The Modular Autonomous Discovery for Science (MADSci) Data Manager.
Project description
MADSci Data Manager
Handles capturing, storing, and querying data, in either JSON value or file form, created during the course of an experiment (either collected by instruments, or synthesized during anaylsis).
Notable Features
- Collects and stores data generated in the course of an experiment as "datapoints"
- Current datapoint types supported:
- Values, as JSON-serializable data
- Files, stored as-is
- Datapoints include metadata such as ownership info and date-timestamps
- Datapoints are queryable and searchable based on both value and metadata
Installation
The MADSci Data Manager is available via the Python Package Index, and can be installed via:
pip install madsci.data_manager
This python package is also included as part of the madsci Docker image. You can see an example docker image in this example compose file.
Note that you will also need a MongoDB database (included in the example compose file)
Usage
Manager
To create and run a new MADSci Data Manager, do the following in your MADSci lab directory:
- If you're not using docker compose, provision and configure a MongoDB instance.

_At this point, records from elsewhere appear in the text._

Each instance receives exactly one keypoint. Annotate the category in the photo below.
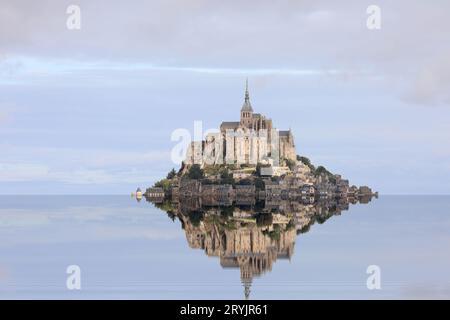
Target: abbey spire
(247, 106)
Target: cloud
(431, 85)
(78, 166)
(286, 37)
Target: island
(248, 161)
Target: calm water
(130, 249)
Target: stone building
(249, 141)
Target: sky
(91, 111)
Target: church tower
(246, 110)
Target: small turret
(246, 110)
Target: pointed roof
(247, 106)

- If you're using docker compose, define your data manager and mongodb services based on the example compose file.
# Create a Data Manager Definition
madsci manager add -t data_manager
# Start the database and Data Manager Server
docker compose up
# OR
python -m madsci.data_manager.data_server
You should see a REST server started on the configured host and port. Navigate in your browser to the URL you configured (default: http://localhost:8004/) to see if it's working.
You can see up-to-date documentation on the endpoints provided by your event manager, and try them out, via the swagger page served at http://your-data-manager-url-here/docs.
Client
You can use MADSci's DataClient (madsci.client.data_client.DataClient) in your python code to save, get, or query datapoints.

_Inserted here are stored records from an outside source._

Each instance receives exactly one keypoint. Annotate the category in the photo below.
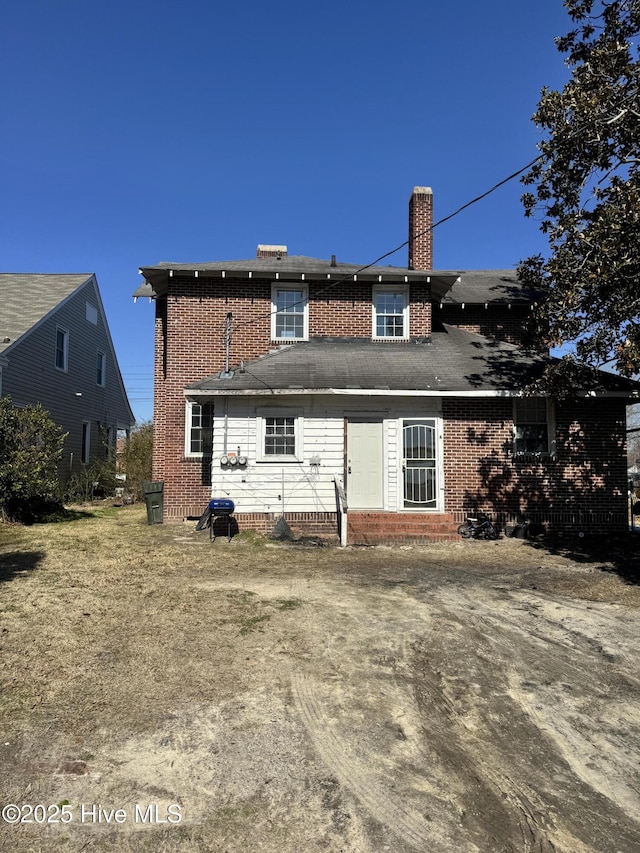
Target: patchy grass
(111, 628)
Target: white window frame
(91, 313)
(377, 291)
(101, 368)
(85, 443)
(551, 429)
(190, 414)
(290, 286)
(65, 350)
(262, 423)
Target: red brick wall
(189, 346)
(495, 321)
(586, 479)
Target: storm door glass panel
(290, 308)
(419, 464)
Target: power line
(406, 242)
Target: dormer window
(289, 312)
(391, 313)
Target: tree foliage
(585, 189)
(30, 452)
(136, 458)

Here are some examples of using the DataClient to interact with the Data Manager:
from madsci.client.data_client import DataClient
from madsci.common.types.datapoint_types import ValueDataPoint, FileDataPoint
from datetime import datetime
# Initialize the DataClient
client = DataClient(url="http://localhost:8004")
# Create a ValueDataPoint
value_datapoint = ValueDataPoint(
label="Temperature Reading",
value={"temperature": 23.5, "unit": "Celsius"},
data_timestamp=datetime.now()
)
# Submit the ValueDataPoint
submitted_value_datapoint = client.submit_datapoint(value_datapoint)

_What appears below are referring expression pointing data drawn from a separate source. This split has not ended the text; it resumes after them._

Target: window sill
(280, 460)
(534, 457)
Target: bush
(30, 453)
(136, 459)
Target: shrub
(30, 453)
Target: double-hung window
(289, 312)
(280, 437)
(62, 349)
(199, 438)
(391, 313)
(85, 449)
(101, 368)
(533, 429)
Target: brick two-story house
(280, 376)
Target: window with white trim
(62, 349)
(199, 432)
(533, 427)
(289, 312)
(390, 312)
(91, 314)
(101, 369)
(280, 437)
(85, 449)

print(f"Submitted ValueDataPoint: {submitted_value_datapoint}")
# Retrieve the ValueDataPoint by ID
retrieved_value_datapoint = client.get_datapoint(submitted_value_datapoint.datapoint_id)
print(f"Retrieved ValueDataPoint: {retrieved_value_datapoint}")
# Create a FileDataPoint
file_datapoint = FileDataPoint(
label="Experiment Log",
path="/path/to/experiment_log.txt",
data_timestamp=datetime.now()
)
# Submit the FileDataPoint
submitted_file_datapoint = client.submit_datapoint(file_datapoint)
print(f"Submitted FileDataPoint: {submitted_file_datapoint}")
# Retrieve the FileDataPoint by ID
retrieved_file_datapoint = client.get_datapoint(submitted_file_datapoint.datapoint_id)
print(f"Retrieved FileDataPoint: {retrieved_file_datapoint}")
# Save the file from the FileDataPoint to a local path
client.save_datapoint_value(submitted_file_datapoint.datapoint_id, "/local/path/to/save/experiment_log.txt")
print("File saved successfully.")
Object Storage Integration
The MADSci Data Manager supports optional MinIO object storage for efficient handling of large files. When configured, file datapoints are automatically stored in object storage instead of local filesystem storage. MinIO Documentation
How It Works
With Object Storage Configured:
- File datapoints are uploaded to MinIO object storage during submission
- Object storage metadata (bucket name, object name, public URL, etc.) is stored in the database
- Datapoint type automatically changes from
filetoobject_storage - Automatic fallback to local storage if object storage upload fails
Without Object Storage (Default Behavior):
- File datapoints are stored locally on the filesystem
- File paths are stored in the database
- Existing behavior is preserved with no changes required
Configuration
Enable object storage by adding MinIO configuration to your Data Manager definition:
# example_data_manager.manager.yaml
name: example_data_manager
db_url: mongodb://localhost:27017
host: localhost
port: 8004
file_storage_path: ./data
# Add MinIO object storage configuration
minio_client_config:
endpoint: "localhost:9000"
access_key: "minioadmin"
secret_key: "minioadmin"
secure: false
default_bucket: "madsci-data"
Docker Compose Setup
The /MADSci/compose.yaml includes a pre-configured MinIO service:
# Start all services including MinIO
docker compose up
# Access MinIO Console
open http://localhost:9001
# Login: minioadmin / minioadmin
MinIO will be available at:
- API Endpoint:
http://localhost:9000 - Web Console:
http://localhost:9001
Cloud Storage Integration
The MadSci Data Client supports multiple cloud storage providers through S3-compatible APIs. This allows you to store large files efficiently across different cloud platforms.
Supported Providers
- Amazon Web Services (AWS) S3
- Google Cloud Storage (GCS) - using S3-compatible HMAC authentication
- MinIO (self-hosted or cloud)
- Any S3-compatible storage service
Configuration
AWS S3
from madsci.common.types.datapoint_types import ObjectStorageDefinition
from madsci.client.data_client import DataClient
aws_config = ObjectStorageDefinition(
endpoint="s3.amazonaws.com",
access_key="AKIAIOSFODNN7EXAMPLE", # Your AWS Access Key ID
secret_key="wJalrXUtnFEMI/K7MDENG/bPxRfiCYEXAMPLEKEY", # Your AWS Secret Access Key
secure=True,
default_bucket="my-madsci-bucket",
region="us-east-1" # Specify your AWS region
)
client = DataClient(object_storage_config=aws_config)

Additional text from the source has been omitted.